1971 J. Folkman found that the proliferation of solid tumors, metastasis must first angiogenesis, inhibit tumor angiogenesis as a new method for the treatment of cancer. Thereafter, angiogenesis and tumor biological behavior of tumors is increasingly becoming a hot spot.Relationship between tissue factor and tumor blood vessels, there are a lot of basic research and clinical trial confirmed that a solid tumor angiogenesis, development and transfer of the key.
Angiogenesis in two ways: one is dependent pathway of coagulation, TF expression through activation of thrombin, which leads to the formation of blood vessels; the other is non-dependent coagulation pathway, through activation of VEGF, bFGF to cause angiogenesis. TF on angiogenesis may have a role in two ways.
Relationship between tissue factor and tumor blood vessels, non-dependent mechanism in the coagulation, TF induced angiogenesis there are two different ways.
(1) TF induced angiogenesis is not dependent on the generation of thrombin and fibrin deposition in the cytoplasm of TF receptor serine residue is phosphorylated by PKC pathway, not dependent on ligand binding. Major role in receptor phosphorylation of the downstream signaling pathway, resulting in transcriptional activation or inactivation of other genes. VEGF, an early angiogenic factors, can be activated by the TF regulation; while thrombospondin -1, an anti-angiogenic factor, can be activated by a reduction in TF. VEGF, in turn, increases the production of TF, this vicious cycle to promote tumor growth and the formation of blood coagulation. VEGF can also increase the permeability of blood vessels and lead to leakage of plasma proteins in tumor cells and endothelial cells around the fibrin-rich matrix deposition in early angiogenesis. Increase in VEGF and platelet-reactive protein -1 reduction can cause the proliferation of endothelial cells, and ultimately can lead to tumor angiogenesis. TF and its ligand binding factor VII, activated factor VII (FVIIa), and increase the intracellular calcium concentration. Intracellular calcium can activate PKC, and phosphorylation of TF cytoplasmic tail of receptors. Ligand binding can also promote the adhesion of ABP-280 tail, causing the assembly of muscle fiber white silk. Related to this MAPK signaling pathway and regulation of FAK phosphorylation and downstream signaling pathways can promote the adhesion of endothelial cells, TF and tumor angiogenesis necessary for migration.
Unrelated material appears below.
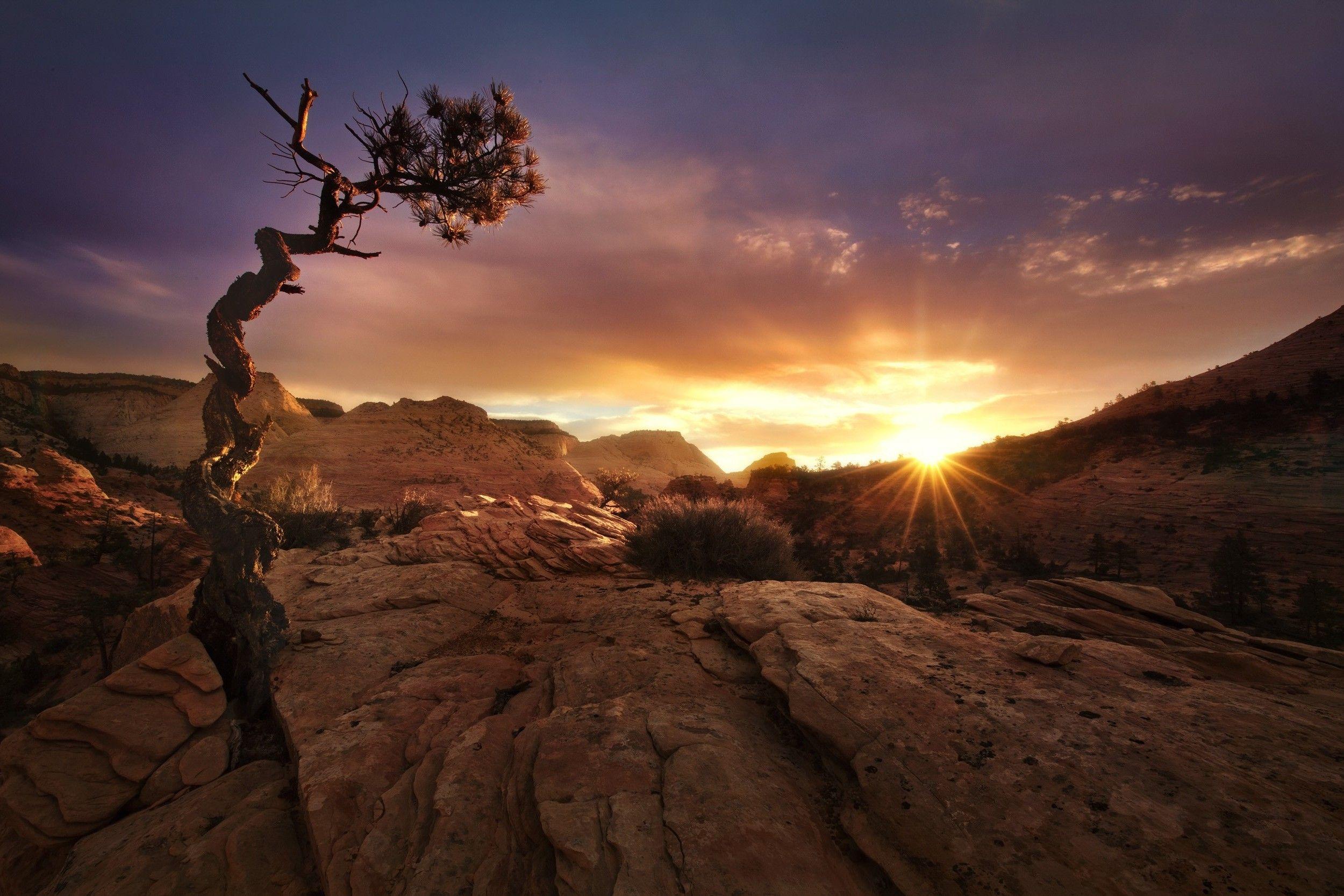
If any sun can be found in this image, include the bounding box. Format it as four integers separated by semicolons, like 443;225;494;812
883;420;981;466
(2) TF can be induced angiogenesis through the generation of thrombin, not dependent on the aggregation of fibrin deposition and formation of active TF receptor ligand with its back to the combination of factors. Factor VII is activated the formation of TF / FVIIa complex further activates factor X (FX a). If you can not bind to tissue factor pathway inhibitor / stop the TF / FVII a / FX a compound, activated factor X isolated from the complex down there with the other phospholipid membrane calcium ions combine, and activated to Since the prothrombinase complex factors, which can convert the thrombin clotting factors. Thrombin cleavage generated N-terminal part of the regional expression of PARs is a new N-terminal end, and its function is a limited ligand. This limited cell ligand is a group of seven transmembrane G protein with the second transmembrane domain receptors. Thrombin cleavage of PAR-l, PAR 3, PAR-4, but not hydrolysis PAR-2. Other proteases, such as membrane insulin, type membrane protein, TF / FWa complex, or the FX a, to activate PAR-Z. Activation of PARs can lead to conformational changes, restricted to the GTP-related G protein changes in GDP. G protein contains a unit, which has nucleotide binding site and an R and dimer. Tissue expression of different G protein molecules, which play different roles of thrombin. PAR due to special signal to activate transcription dependent on G proteins and PAR adhesion. Transcription signals, such as MAPKs, can lead to transcriptional activation of many genes which led to the formation of blood vessels. Thrombin activation of PARs causes upregulation of many angiogenic genes including VEGF, VEGF receptor, TF, bFGF and MMP-2.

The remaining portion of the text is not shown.